R.K.L., ¶ 44; R.C., ¶¶ 13-14. And while the division in R.C.
recognized that R.K.L. reached its conclusion in the context of the
fourth Medina element, it nevertheless agreed that the possibility
that a medication may no longer be an effective treatment “at some
unspecified time in the future” was insufficient to justify the entry
of an order authorizing the administration of additional
medications. R.C., ¶ 14.
¶ 17 But, as noted, neither R.K.L. nor R.C. addressed whether there
are any circumstances that justify an order for the involuntary
6 administration of a backup medication. Given the purposes of an
order for involuntary administration, as addressed in Medina, we
think the treating psychiatrist or institution must be given some
flexibility, under prescribed circumstances, to involuntarily
administer a backup medication. Otherwise, the purpose
underlying Medina’s holding would be frustrated. As stated in
Medina, “[t]he state clearly has a legitimate interest in effectively
treating the illnesses of those placed in its charge and, as well, in
protecting patients and others from dangerous and potentially
destructive conduct within the institution.” 705 P.2d at 971.
¶ 18 Considering the legitimate interests of the state, as well as the
patient’s right to “bodily integrity,” we hold that, under the facts of
this case, the court did not err by authorizing the involuntary
administration of a backup medication. Id. at 973. A court has the
authority to authorize the administration of a backup medication
only when the petitioner presents clear and convincing evidence,
and the court finds a specific articulable concern, that the
involuntary administration of the primary medication will be
ineffective, if the patient experiences a recurrence of a condition or
7 symptoms that previously required administration of the backup
medication.
¶ 19 We conclude that the People met this burden in this case. Dr.
Koransky’s testimony provided a specific and articulable concern
sufficient to justify the involuntary administration of lithium. Dr.

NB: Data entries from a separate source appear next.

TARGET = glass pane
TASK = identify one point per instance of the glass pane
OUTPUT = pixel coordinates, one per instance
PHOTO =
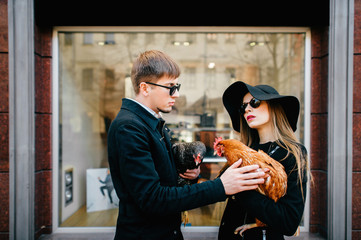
(94, 75)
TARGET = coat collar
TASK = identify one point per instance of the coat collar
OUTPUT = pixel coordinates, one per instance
(140, 111)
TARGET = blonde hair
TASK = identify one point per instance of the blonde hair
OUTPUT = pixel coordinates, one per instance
(285, 136)
(152, 65)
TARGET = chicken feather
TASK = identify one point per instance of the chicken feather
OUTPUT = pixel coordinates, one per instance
(275, 186)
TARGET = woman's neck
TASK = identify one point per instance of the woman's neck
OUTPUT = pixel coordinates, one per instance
(265, 135)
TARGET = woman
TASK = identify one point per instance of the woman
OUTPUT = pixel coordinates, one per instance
(266, 120)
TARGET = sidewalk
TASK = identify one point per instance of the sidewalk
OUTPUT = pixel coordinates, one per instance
(187, 236)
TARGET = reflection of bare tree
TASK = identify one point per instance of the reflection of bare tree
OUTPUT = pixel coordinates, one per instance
(274, 56)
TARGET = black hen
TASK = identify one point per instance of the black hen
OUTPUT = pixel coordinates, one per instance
(188, 156)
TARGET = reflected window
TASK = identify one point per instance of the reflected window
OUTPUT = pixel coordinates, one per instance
(94, 78)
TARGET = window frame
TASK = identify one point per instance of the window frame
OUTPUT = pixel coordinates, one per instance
(55, 107)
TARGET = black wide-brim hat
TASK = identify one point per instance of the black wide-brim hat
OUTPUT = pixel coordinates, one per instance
(233, 98)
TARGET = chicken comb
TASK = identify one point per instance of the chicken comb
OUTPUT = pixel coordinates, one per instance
(217, 140)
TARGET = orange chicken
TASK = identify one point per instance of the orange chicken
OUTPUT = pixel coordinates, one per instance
(275, 185)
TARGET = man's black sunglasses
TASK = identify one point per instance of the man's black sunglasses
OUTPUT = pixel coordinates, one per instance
(254, 103)
(171, 89)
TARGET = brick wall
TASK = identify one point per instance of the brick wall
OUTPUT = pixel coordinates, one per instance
(43, 138)
(356, 175)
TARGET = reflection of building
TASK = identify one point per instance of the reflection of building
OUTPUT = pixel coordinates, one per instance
(28, 137)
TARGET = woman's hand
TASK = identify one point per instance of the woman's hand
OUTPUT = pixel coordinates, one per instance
(191, 174)
(237, 179)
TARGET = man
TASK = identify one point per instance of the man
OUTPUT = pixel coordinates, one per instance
(141, 163)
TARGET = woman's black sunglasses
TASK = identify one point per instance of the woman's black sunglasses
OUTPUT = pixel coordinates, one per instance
(254, 103)
(171, 89)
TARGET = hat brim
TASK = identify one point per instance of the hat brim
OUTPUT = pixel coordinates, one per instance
(233, 97)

Koransky testified unequivocally that D.N.W. has a history of
experiencing mania and, in the not so distant past, required
treatment with lithium to treat these “flare-ups.” Dr. Koransky also
testified that, despite taking Haldol consistently, he expected that
D.N.W. would continue to experience mania “flare-ups” in the
future. Based on his testimony, Dr. Koransky was not seeking the
sort of court-approved backup plan the physician in R.C. sought
should Haldol prove inefficacious. Rather, Dr. Koransky sought
authorization to administer lithium based on a known and
potentially recurring situation particular to D.N.W. based on her
mental health history. The court found Dr. Koransky’s testimony
“uncontroverted and credible.”
¶ 20 Deferring to the court’s determinations of the witness’s
credibility and the weight afforded to his testimony, as we must, we
conclude that the record contains sufficient support for the court’s
8 finding as to the third Medina element. See id. at 974; see also
R.C., ¶ 7.
III. Disposition
¶ 21 The order is affirmed.
CHIEF JUDGE ROMÁN and JUDGE HAWTHORNE concur.